Provide a Water Source
The beneficial bugs need constant water supply to remain hydrated; don’t forget that these insects have wings, and if they don’t get enough water supplies from your garden, they will fly away in search of what they need. If you want to keep them longer in your garden, don’t let the water reserve dry up, you can use overhead sprinklers so that they always have wet leaves or puddles to drink from. If you choose to use drip irrigation, your insects may require an additional water source; thus, make watering holes on a saucer filled with pebbles so that they don’t drown and remember to replenish it often.
Take care of your Helper Insects
Your beneficial bugs require protection from heavy rains and heat, as well as from predator birds and insects. Provide leafy vegetation to offer hiding spaces, and for the ground beetles, you need to provide leafy litters or mulch to act as their covers and to keep the ground moist to keep them hydrated. Try not to eliminate all weeds, leave some for your beneficial insects.
Protect the Insects after Harvest
You need to provide a reason for your insects to stay after clearing up your garden. Designate a corner in your yard and plant a variety of hedgerows, including grass, flowering shrubs, and perennial, which provide alternate habitat for your insects throughout the year.

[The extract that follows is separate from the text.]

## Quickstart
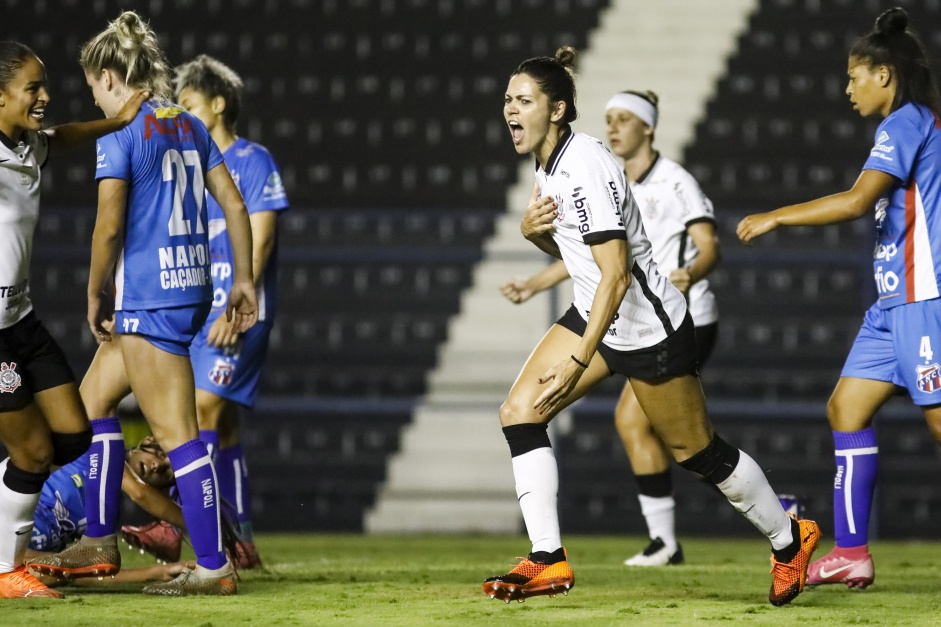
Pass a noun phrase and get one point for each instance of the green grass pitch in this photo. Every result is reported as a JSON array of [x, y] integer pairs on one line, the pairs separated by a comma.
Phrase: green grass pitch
[[429, 580]]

As long as you provide them with suitable habitat, they will stay on your farm rather than traveling to the nearby yards in search of food.
To attract the beneficial insects in your yards, use diverse plants since different nectars and pollen attract different insects. Also, leave some dreaded weed undisturbed, to draw various insects, and don’t forget to do in-depth research on the type of plants that attracts beneficial bugs.